Чету Самба-Агют хорошо знали в среде художников. Своеобразные Филемон и Бавкида «Прекрасной эпохи», они никогда не расставались. Чтобы поддерживать общие духовные интересы, Жоржетта Агют читала те же книги и журналы, что и муж. Она ходила с ним на собрания и митинги, сопровождала его и тогда, когда он стал министром труда в 1916 году; она ждала его в приемной, пока заседал кабинет министров, или в машине у дверей министерства.
Финал этой супружеской идиллии трагичен. Марсель Самба внезапно скончался от сердечного приступа в сентябре 1922 года. Не проливая слез, Жоржетта Агют привела в порядок дела, оформила завещание, попрощалась с матерью и покончила с собой выстрелом из револьвера. Сия античная развязка буквально потрясла общественность послевоенной поры.
Коллекцию картин, которую они собирали вместе с мужем, Жоржетта Агют завещала государству. От этих картин отказался Люксембургский дворец, в нем тогда еще только зарождался Музей современного искусства, и они могли рассеяться по белу свету, если бы их не согласился принять музей в Гренобле. Благодаря коллекции Самба этот заштатный музей сделался одним из самых богатых музеев нового искусства Франции межвоенного периода.
Еще один ценитель, чье имя удержалось в рассказах, папаша Анжел и, был слепым! В прошлом стряпчий, этот тщедушный старичок с семенящей походкой обходил мастерские Холма. Он жил по соседству от Макса Жакоба в небольшой, захламленной, как лавка старьевщика, мастерской на улице Габриэль. Большая часть его пенсии шла на покупку картин; не видя их, он выбирал фантастически точно. Положив руку на плечо служившей ему поводырем девочки, он обходил художников, и девочка описывала ему, что изображено на предлагаемой картине. Опираясь на собственный опыт, когда он был еще зрячим, по объяснениям девочки папаша Анжели делал выбор. Самое поразительное, что продавцы предлагали ему картины только высокого качества; они считали делом чести не подсовывать ему мазню.

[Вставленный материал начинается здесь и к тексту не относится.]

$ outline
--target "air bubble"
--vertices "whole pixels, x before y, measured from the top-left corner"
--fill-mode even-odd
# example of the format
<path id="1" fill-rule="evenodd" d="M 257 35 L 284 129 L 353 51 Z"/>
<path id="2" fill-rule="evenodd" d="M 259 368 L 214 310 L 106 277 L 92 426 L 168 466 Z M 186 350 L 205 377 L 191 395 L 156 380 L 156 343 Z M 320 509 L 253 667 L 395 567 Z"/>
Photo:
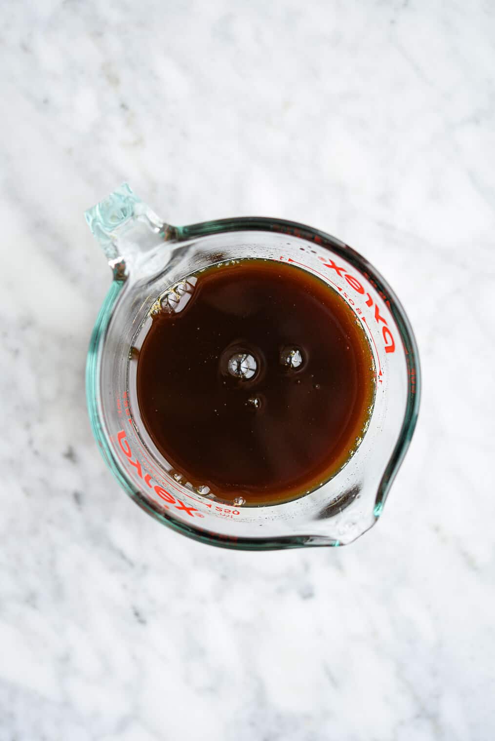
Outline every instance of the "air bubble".
<path id="1" fill-rule="evenodd" d="M 253 409 L 259 409 L 262 405 L 261 399 L 259 396 L 250 396 L 246 404 L 249 406 L 253 407 Z"/>
<path id="2" fill-rule="evenodd" d="M 231 376 L 248 381 L 256 373 L 258 365 L 250 353 L 236 353 L 230 358 L 227 368 Z"/>
<path id="3" fill-rule="evenodd" d="M 290 368 L 298 368 L 302 365 L 302 353 L 299 348 L 284 348 L 280 353 L 280 362 Z"/>
<path id="4" fill-rule="evenodd" d="M 167 290 L 167 293 L 162 296 L 160 303 L 162 305 L 162 308 L 165 311 L 174 311 L 179 301 L 180 296 L 178 293 L 176 293 L 174 290 Z"/>

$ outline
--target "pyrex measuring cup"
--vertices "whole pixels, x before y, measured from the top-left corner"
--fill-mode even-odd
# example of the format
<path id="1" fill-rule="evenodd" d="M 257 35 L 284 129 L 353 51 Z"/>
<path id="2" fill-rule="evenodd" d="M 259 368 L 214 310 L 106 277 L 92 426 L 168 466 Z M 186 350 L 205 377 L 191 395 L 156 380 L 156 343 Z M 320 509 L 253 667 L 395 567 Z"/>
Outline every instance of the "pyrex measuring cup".
<path id="1" fill-rule="evenodd" d="M 87 211 L 86 219 L 113 275 L 90 345 L 89 413 L 103 457 L 129 496 L 164 525 L 226 548 L 342 545 L 374 525 L 411 441 L 419 399 L 414 337 L 376 270 L 334 237 L 292 222 L 242 218 L 170 226 L 127 185 Z M 337 291 L 362 323 L 376 368 L 369 426 L 345 466 L 310 494 L 270 506 L 239 506 L 207 487 L 193 487 L 155 447 L 136 397 L 133 353 L 150 315 L 179 305 L 193 273 L 242 258 L 282 261 Z"/>

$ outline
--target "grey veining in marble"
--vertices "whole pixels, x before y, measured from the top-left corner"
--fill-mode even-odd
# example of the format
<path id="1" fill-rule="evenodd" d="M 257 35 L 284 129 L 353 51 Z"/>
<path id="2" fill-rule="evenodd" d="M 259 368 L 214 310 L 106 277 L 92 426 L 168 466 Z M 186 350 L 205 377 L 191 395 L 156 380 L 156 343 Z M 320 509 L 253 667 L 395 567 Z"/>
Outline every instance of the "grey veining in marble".
<path id="1" fill-rule="evenodd" d="M 0 741 L 495 736 L 495 6 L 37 0 L 0 28 Z M 84 396 L 110 282 L 83 211 L 356 246 L 421 350 L 382 519 L 223 551 L 118 488 Z"/>

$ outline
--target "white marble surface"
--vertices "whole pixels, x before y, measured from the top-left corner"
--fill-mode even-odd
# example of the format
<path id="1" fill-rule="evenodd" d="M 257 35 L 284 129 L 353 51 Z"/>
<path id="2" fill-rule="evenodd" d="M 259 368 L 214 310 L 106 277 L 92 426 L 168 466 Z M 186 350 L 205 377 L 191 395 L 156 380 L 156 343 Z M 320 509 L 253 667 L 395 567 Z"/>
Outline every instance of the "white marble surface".
<path id="1" fill-rule="evenodd" d="M 2 6 L 0 741 L 495 736 L 495 6 Z M 353 545 L 207 548 L 118 489 L 82 213 L 124 180 L 172 223 L 319 227 L 396 290 L 419 425 Z"/>

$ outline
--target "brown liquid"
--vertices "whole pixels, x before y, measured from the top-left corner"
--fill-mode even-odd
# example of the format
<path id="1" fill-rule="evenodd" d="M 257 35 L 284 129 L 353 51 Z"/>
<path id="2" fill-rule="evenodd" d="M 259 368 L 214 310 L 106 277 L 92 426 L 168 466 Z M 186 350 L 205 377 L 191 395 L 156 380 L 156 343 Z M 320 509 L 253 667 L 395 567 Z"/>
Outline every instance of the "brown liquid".
<path id="1" fill-rule="evenodd" d="M 301 496 L 365 431 L 375 386 L 364 330 L 336 291 L 287 264 L 244 259 L 196 277 L 182 310 L 153 317 L 139 352 L 146 429 L 175 471 L 222 499 Z M 249 378 L 236 375 L 245 355 Z"/>

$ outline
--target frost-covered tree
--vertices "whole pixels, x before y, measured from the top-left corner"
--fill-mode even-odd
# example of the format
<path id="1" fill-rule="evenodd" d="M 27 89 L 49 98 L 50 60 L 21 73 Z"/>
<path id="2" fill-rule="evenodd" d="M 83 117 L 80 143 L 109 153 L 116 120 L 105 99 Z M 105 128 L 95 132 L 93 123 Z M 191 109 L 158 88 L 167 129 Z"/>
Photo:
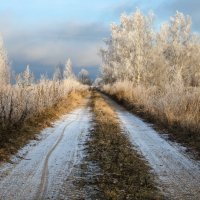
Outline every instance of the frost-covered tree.
<path id="1" fill-rule="evenodd" d="M 86 69 L 82 69 L 78 74 L 79 81 L 83 84 L 90 84 L 89 72 Z"/>
<path id="2" fill-rule="evenodd" d="M 153 43 L 153 15 L 144 16 L 140 10 L 133 15 L 123 14 L 120 25 L 112 24 L 107 49 L 101 51 L 104 79 L 131 80 L 140 84 L 150 67 Z"/>
<path id="3" fill-rule="evenodd" d="M 65 69 L 64 69 L 64 79 L 69 79 L 69 78 L 74 78 L 75 75 L 73 73 L 72 69 L 72 62 L 71 59 L 68 59 L 66 64 L 65 64 Z"/>
<path id="4" fill-rule="evenodd" d="M 16 78 L 18 85 L 26 87 L 31 86 L 34 83 L 34 74 L 31 72 L 29 65 L 27 65 L 25 71 L 19 74 Z"/>
<path id="5" fill-rule="evenodd" d="M 7 53 L 4 48 L 3 39 L 0 36 L 0 85 L 10 83 L 10 68 L 7 58 Z"/>
<path id="6" fill-rule="evenodd" d="M 169 23 L 162 26 L 157 41 L 168 65 L 169 81 L 180 80 L 186 85 L 195 82 L 200 61 L 197 56 L 200 52 L 199 38 L 191 32 L 191 24 L 189 16 L 176 12 Z"/>

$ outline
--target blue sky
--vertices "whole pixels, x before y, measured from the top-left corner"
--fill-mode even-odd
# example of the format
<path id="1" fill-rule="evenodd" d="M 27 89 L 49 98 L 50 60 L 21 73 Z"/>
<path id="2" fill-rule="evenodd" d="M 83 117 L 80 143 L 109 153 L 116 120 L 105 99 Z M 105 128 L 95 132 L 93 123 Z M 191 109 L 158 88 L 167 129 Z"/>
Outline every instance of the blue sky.
<path id="1" fill-rule="evenodd" d="M 52 71 L 68 57 L 75 67 L 95 67 L 110 23 L 136 7 L 153 11 L 157 24 L 182 11 L 199 30 L 197 0 L 9 0 L 0 4 L 0 33 L 16 71 L 26 64 L 38 73 Z"/>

Страсть папаши Леона не была бескорыстной. Он не ошибался, когда говорил, что среди художников Холма многие выйдут в люди и станут знаменитыми. В результате в один прекрасный день он оказался обладателем бесценной коллекции. Точность его рас-счета — увы! — нарушила война 1914–1918 годов. Видя, что инфляция пожирает его сбережения, папаша Анжели был вынужден продать Модильяни и Утрилло. Умер он в 1921 году почти нищим. Еще несколько лет, и он стал бы миллионером.
А для Пикассо и других художников-авангардистов голодные времена кончились с появлением на Холме богатых коллекционеров с современными вкусами: Ивана Морозова и Сергея Щукина из России[43] и американцев — Гертруды и Лео Стайнов.
Иван Морозов, богач, владевший ткацкими фабриками, король текстильной промышленности — 15 тысяч рабочих — в первую очередь интересовался импрессионистами, Сезанном, Гогеном. Покупал он и набидов, в частности Боннара и Мориса Дени, заказывая им большие полотна. После 1908 года Морозов купил у Воллара несколько работ Пикассо, в том числе «Арлекин и его подруга» и знаменитый «Портрет Амбруаза Воллара», который тот ему охотно продал. В семье Морозовых оригиналов хватало. Воллар в своих мемуарах рассказывает, как во время застольной беседы младший брат коллекционера, случайно увидев револьвер, беззаботно произнес: «А что, если мне покончить с собой?» Поднеся дуло к виску, он разможжил себе череп. Было ли так на самом деле?